Elementar, meu caro leitor. A convocação de Dunga para este Mundial não foi a dos meus sonhos – e nem dos seus, provavelmente. O time não tem ‘nomes’, embora a prerrogativa não seja condição preponderante para se chegar ao triunfo – e 2006 é exemplo sóbrio de fracassos precedidos de oba-oba e desdém. Então, apesar da coerente convocação – levando-se em conta a fidelidade do chefe com os atletas de um ciclo –, o déficit da equipe de Dunga está no equilíbrio. Não há substituto para Kaká. Sim, eu sei… Ele não vem atuando no auge da forma física e técnica. Só que, mesmo mediano, dos três gols marcados na indigesta Costa do Marfim, dois saíram dos seus pés, prova de que o diferenciado pode desequilibrar num lapso. Não espere o mesmo do dedicado e bom Júlio Baptista. (Esta coluna foi encerrada na quinta, véspera da estreia de Júlio contra Portugal.)
Contudo, Dunga não é um qualquer. Como jogador da Seleção, não deixou a desejar. Disputou três Copas: venceu uma (1994), ficou em segundo em outra (1998) e foi eliminado precocemente em 1990, resultado não de uma limitação sua, e sim, da incapacidade de todo um time. Mas como injustiça pouca é bobagem, deram – os jornalistas – à equipe de Lazaroni o rótulo de ‘Era Dunga’, agregando ao ainda atleta a ideia de fracasso. Ele guardaria remorso por quatro anos, levando Romário a ser o que foi e a Seleção ao título. Taça erguida, xingamentos distribuídos, Dunga acertara as contas com os que o massacraram e com os que jamais o menosprezaram. O mau de Dunga, até hoje, são as generalizações.
A ira do jogador não cessou, estendendo a herança ao técnico, e o embate ganhava continuidade. A intolerância nas entrevistas coletivas tornou-se corriqueira, ainda que alguns jornalistas esportivos sejam pentelhos, indiscretos e questionem o treinador sem saber mais que ele. Há jornalistas – a minoria – que sabem mais. Esses são os melhores e não tumultuam. Os piores mantêm afinidade com o sensacionalismo e privilegiar a falta de qualidade vira uma meta, a missão de si mesmo como profissional pequeno.
Não se produzem críticas; oferecem-se regalias
Todas essas variáveis escancararam-se no último domingo, após o segundo triunfo no Mundial. Enquanto Dunga respondia a uma pergunta sobre o desempenho de Luís Fabiano, o repórter Alex Escobar, da TV Globo, falava ao telefone e balançava a cabeça negativamente. Escobar se indignara, pois acabara de saber que o treinador brasileiro havia barrado uma entrevista exclusiva que dois ou três jogadores dariam para a emissora, ao vivo, no Fantástico. Dunga, ouvindo as lamentações do repórter, interrompeu a entrevista e perguntou ao jornalista se havia algum problema sobre o veto. Escobar recuou e o técnico xingou. Baixo, é bem verdade, mas não tanto, a ponto dos microfones captarem. E Dunga errou por isso.

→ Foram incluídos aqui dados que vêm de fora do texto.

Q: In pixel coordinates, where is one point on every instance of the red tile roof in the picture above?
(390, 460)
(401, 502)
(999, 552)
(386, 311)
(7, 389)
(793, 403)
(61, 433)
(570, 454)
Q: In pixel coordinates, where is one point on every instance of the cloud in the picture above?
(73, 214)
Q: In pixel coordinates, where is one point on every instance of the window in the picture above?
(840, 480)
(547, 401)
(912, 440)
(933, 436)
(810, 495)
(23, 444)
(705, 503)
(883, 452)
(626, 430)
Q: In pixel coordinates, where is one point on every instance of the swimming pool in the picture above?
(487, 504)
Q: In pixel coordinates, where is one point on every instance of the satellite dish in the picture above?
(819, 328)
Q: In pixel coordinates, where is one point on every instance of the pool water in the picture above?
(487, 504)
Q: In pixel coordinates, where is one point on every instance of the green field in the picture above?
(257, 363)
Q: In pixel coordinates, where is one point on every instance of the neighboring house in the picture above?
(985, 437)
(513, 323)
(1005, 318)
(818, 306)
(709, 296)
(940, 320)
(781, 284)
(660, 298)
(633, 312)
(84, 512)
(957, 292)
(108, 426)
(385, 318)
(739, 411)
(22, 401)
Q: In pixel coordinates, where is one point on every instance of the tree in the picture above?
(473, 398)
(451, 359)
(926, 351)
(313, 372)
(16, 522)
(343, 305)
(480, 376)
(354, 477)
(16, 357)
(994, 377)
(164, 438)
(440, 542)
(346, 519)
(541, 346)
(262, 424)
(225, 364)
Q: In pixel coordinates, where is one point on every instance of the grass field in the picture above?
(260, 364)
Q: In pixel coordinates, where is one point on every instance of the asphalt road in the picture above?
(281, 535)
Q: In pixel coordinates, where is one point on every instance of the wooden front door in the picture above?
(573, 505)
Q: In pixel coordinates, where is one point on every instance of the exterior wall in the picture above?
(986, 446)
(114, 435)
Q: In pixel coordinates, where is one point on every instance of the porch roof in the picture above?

Mas Dunga tem lá as suas qualidades e acertou, concomitantemente. Ao ser sensato por impedir aparições, ao vivo, de seus jogadores, já que se eles ‘entrassem no ar’ às 22 horas, horário de Brasília, na África seriam 3 da manhã de segunda-feira. O capitão do tetra fez com a Globo o que outros pensaram, quiseram, mas não fizeram. Ciente da sua importância momentânea, como homem que tem 23 marmanjos nas mãos à custa de confiança e trabalho incessante, Dunga ‘chutou o balde’, afirmando que o direito que a Globo tem é o mesmo das outras. O jornalismo de qualidade agradece.
Porque é simples, nobre leitor. A emissora carioca, afogada no próprio ego, aproxima-se do poder para desfrutar de privilégios. Assim foi no momento de sua concepção, durante a ditadura, e assim é com o futebol. Não se produzem críticas acerca dos bastidores do futebol brasileiro e, em contrapartida, materializam-se as regalias ofertadas pela instituição máxima que gere o esporte bretão. Exemplos: os campeonatos estaduais, o Brasileiro, Libertadores e jogos da Seleção. Ela paga caro para que só ela – e emissoras autorizadas que não apresentam ameaça à sua soberania – tenha o que o público quer. Diante disso, é até covardia se gabar de audiência.
Respaldo do torcedor com ou sem título
Jornalismo com privilégios não é jornalismo. A notícia é fruto do trabalho perspicaz e incessante do jornalista, aliado ao interesse da informação junto ao público e à relevância daquela para este. A matéria-prima jornalística, atrelada a iniciativas escusas e particularistas, deprecia o fim máximo da imprensa, que é servir o leitor, ouvinte, telespectador, internauta. A tal da exclusividade impede você, leitor, de vivenciar o jornalismo de qualidade, elemento que só surge a partir da concorrência, da igualdade de direitos na busca pela informação. Daí, fruto da disponibilização diversificada de notícia, é que a qualidade transforma-se em objetivo do profissional e da empresa midiática. Fora isso, já é tempo de jornalista torcer menos e informar mais e melhor. Ganham você, a sociedade e a imprensa, certamente.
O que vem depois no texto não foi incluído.